The Azrael Tales Mirador - The Azrael Tales (Rivel) 2005

1. "Redeemer" (5:27)
2. "Phoenix Syndrome" (5:46)
3. "No Lose Cut" (4:43)
4. "Post Believers" (5:46)
5. "Perfect Plan" (4:15)
6. "Soul Distinction" (6:54)
7. "The Trial" (5:08)
8. "Thief" (5:45)
9. "New Day" (5:50)
10. "Metropolis Metamorphosis" (6:48)

Mirador are a new Swedish heavy metal band whose debut album is filled with epic, progressive heavy metal. However, when one thinks of progressive, usually bands like Dream Theater or Fates Warning come to mind. Mirador are much different from any of these bands and incorporate elements of doom and classic metal like Black Sabbath. Labelmates Veni Domine might be a closer comparison, however, even these two bands don't sound exactly like one another. "The Azrael Tales" starts off with an eerie, heavy song that seems to have a heavy Marylin Manson influence.
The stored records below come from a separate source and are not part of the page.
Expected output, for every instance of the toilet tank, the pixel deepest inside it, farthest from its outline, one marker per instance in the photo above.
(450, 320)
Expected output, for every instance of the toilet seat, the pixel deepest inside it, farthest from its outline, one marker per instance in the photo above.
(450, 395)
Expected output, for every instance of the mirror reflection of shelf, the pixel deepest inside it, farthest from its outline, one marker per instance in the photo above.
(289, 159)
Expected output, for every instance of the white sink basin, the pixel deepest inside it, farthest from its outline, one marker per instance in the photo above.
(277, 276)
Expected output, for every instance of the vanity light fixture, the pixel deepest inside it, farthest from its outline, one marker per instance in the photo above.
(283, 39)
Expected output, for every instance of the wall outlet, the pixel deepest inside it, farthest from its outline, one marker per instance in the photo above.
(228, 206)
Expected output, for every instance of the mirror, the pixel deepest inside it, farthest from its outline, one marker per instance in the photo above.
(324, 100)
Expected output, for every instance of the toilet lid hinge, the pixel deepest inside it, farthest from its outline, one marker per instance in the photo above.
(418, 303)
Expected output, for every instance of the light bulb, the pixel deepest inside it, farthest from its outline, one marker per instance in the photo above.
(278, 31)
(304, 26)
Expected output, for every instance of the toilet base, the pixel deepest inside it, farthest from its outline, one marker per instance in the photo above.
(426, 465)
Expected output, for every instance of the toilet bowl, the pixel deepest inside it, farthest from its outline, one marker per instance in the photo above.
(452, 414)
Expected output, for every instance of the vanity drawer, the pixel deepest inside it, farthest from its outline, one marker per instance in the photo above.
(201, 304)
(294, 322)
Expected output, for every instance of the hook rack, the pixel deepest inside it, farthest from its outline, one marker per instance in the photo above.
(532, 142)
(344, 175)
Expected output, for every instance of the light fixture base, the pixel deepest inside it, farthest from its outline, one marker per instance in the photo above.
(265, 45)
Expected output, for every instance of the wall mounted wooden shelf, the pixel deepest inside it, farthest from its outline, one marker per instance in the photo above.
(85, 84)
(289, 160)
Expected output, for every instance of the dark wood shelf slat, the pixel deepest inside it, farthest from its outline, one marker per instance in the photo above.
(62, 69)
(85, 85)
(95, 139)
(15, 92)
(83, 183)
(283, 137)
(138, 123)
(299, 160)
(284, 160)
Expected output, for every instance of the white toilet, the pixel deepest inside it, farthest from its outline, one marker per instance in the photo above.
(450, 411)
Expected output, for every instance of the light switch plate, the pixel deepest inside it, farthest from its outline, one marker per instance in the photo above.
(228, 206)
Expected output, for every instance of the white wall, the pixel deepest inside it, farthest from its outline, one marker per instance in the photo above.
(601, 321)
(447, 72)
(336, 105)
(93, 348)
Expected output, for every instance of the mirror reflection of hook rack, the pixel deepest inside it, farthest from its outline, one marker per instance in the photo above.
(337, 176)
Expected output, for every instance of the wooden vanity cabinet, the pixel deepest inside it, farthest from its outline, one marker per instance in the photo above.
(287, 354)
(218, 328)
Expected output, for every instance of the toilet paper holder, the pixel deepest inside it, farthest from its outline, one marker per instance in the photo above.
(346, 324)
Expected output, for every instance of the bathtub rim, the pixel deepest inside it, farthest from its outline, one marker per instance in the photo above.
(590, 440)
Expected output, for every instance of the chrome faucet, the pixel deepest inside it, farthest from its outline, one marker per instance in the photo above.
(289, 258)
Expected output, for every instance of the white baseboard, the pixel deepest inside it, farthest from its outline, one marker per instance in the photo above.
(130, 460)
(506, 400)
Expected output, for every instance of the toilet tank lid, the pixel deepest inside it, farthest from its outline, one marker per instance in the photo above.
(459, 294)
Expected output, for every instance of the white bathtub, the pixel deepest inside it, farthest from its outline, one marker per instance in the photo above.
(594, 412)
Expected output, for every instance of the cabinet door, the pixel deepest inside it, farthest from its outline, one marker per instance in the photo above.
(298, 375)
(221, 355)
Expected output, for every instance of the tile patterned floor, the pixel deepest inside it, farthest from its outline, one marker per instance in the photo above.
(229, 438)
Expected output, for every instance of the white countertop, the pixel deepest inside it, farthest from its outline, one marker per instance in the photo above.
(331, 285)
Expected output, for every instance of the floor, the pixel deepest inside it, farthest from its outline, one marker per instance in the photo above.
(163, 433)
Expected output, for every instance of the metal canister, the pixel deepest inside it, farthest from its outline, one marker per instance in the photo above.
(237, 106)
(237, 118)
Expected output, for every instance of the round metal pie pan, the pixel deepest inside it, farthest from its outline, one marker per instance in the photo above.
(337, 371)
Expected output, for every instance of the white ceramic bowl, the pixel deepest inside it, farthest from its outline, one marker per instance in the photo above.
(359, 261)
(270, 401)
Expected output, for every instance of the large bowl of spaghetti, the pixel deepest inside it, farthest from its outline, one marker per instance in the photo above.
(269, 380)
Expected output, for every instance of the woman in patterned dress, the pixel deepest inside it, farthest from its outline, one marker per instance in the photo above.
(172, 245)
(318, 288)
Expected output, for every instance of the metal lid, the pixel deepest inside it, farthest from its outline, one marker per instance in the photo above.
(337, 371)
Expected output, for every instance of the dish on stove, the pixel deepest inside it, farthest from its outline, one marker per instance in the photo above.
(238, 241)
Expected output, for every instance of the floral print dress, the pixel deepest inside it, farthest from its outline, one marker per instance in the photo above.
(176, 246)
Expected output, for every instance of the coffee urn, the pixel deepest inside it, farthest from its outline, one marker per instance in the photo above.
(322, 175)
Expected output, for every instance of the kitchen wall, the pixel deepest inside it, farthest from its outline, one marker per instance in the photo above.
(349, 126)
I could be wrong here, but it sure reminded me of Manson. After this, however, the similarites are no longer there. Actually, I would describe the rest of the album as progressive doom metal. "Phoenix Syndrome", "No Lose Cut" and "Post Believers" all have that slow plodding sound that echoes bands like Candlemass and Veni Domine. "Post Believers" in particular is a standout cut. I enjoyed the diversity within this song and felt it was one of the strongest vocal performances on the CD. "Perfect Plan" has a slight Middle Eastern feel to it. I also felt the choir arrangements really worked well on this song. Actually the large choir sound is used throughout the CD and give the album a very big feel. "Soul Distinction" features some beautiful acoustic passages mixed with the heavy, industrial sounding guitar riffs that really makes for a dynamic song. This song has a very haunting feel to it and is also one of the longer, more epic songs on the disc. "The Trial", "Thief" and "New Day" resume the heavier, doomier sound. "Metropolis Metamorphosis" finishes the CD off with a slightly more upbeat and dynamic cut. The production on this album is very good. All the instruments, as well as the added little nuances here and there are all heard clearly. I must also make mention of the lyrics which are poetic and obviously written from a Christian, spiritual viewpoint. I am not sure that this band would label themselves as a "Christian band" but their lyrics lead me to believe that at least the songwriter has a fascination with Biblical themes.